Vendo todos apreensivos, Liu Yuanzhi disse em tom grave:
— Não precisam se desesperar. Ontem, uma jovem da família imperial foi raptada no Portão de Xuande. O príncipe procurou a prefeitura, mas alegamos que Kaifeng está sob jurisdição da Superintendência e transferimos o caso para eles.
— E de que adianta isso? — questionou Ma Yi, franzindo a testa. — Todos os anos, desaparecem centenas de pessoas em Kaifeng. Mesmo sendo uma princesa, se o imperador se enfurecer, também recairá sobre a prefeitura. Se eles sofrerem, nós também.
A Superintendência só tem poder de patrulha, investigação e, recentemente, de captura, interrogatório e julgamento. Não tem responsabilidade direta pela segurança de Kaifeng, ao contrário da prefeitura, que é a principal responsável. Mas, ao empurrar o caso, se der errado, a culpa ainda recai sobre eles.
Liu Yuanzhi sorriu:
— O desaparecimento de uma princesa é um grande caso. Se o príncipe fizer escândalo diante do imperador, este exigirá que resolvamos junto com a Superintendência. Se eles não encontrarem a moça e nós encontrarmos, não prova que a Superintendência é incompetente?
— Ah!
Ma Yi e Gao Dingyi trocaram olhares, compreendendo rapidamente, e não puderam deixar de admirar a ousadia de Liu Yuanzhi, que ousou mexer até com a realeza.
— Mas não podemos contar apenas com isso. Se o imperador realmente apoiar a Superintendência, nada os derrubará.
Liao Yu ponderou:
— Precisamos de outro plano.
— Que plano? — indagou Zhan Wu.
Liao Yu pensou e disse:
— Só o prefeito pode resolver.
— O prefeito já tentou de tudo; foi falar com os ministros e até pediu ao imperador que retirasse os poderes da Superintendência, mas foi recusado. O que mais podemos fazer? — lamentou Zhang Pengfei.

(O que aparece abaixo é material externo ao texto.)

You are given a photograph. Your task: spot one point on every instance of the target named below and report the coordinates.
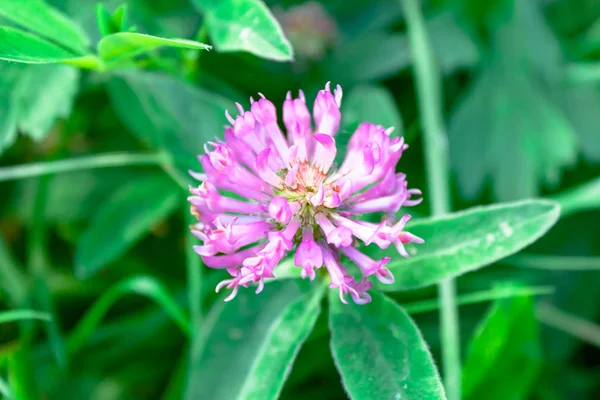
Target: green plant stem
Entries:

O adversário não jogava conforme as regras; eles, sim, tinham que seguir o processo correto, recorrer aos tribunais, mas, enquanto o imperador protegesse Zhao Jun, nada poderiam fazer.
No entanto, no rosto de Liao Yu surgiu um sorriso sombrio. Falou em voz baixa:
— A Superintendência prendeu um oficial judicial da prefeitura sem motivo, e matou servidores com bestas. O prefeito não pode ignorar isso. Se o imperador não agir, o prefeito deve agir. Concordam?
— Hum?
Ma Yi se interessou:
— Quer dizer...?
— Se o prefeito for com todos os funcionários exigir a libertação do colega, será que a Superintendência ousaria atirar de novo?
Liao Yu olhou para todos:
— Se não ousarem, o prefeito trará o homem de volta, desmoralizando a Superintendência e restaurando nosso domínio sobre Kaifeng. Se ousarem, e um alto oficial morrer, imaginam o escândalo? O imperador ainda protegeria Zhao Jun?
Ao terminar, Liao Yu estava tomado pela escuridão.
Os presentes refletiram, trocaram olhares, e todos ficaram graves.
A tática era cruel, mas, se não quisessem ter o mesmo destino de Li Dewen, surpreendidos e presos pela Superintendência, não lhes restava alternativa.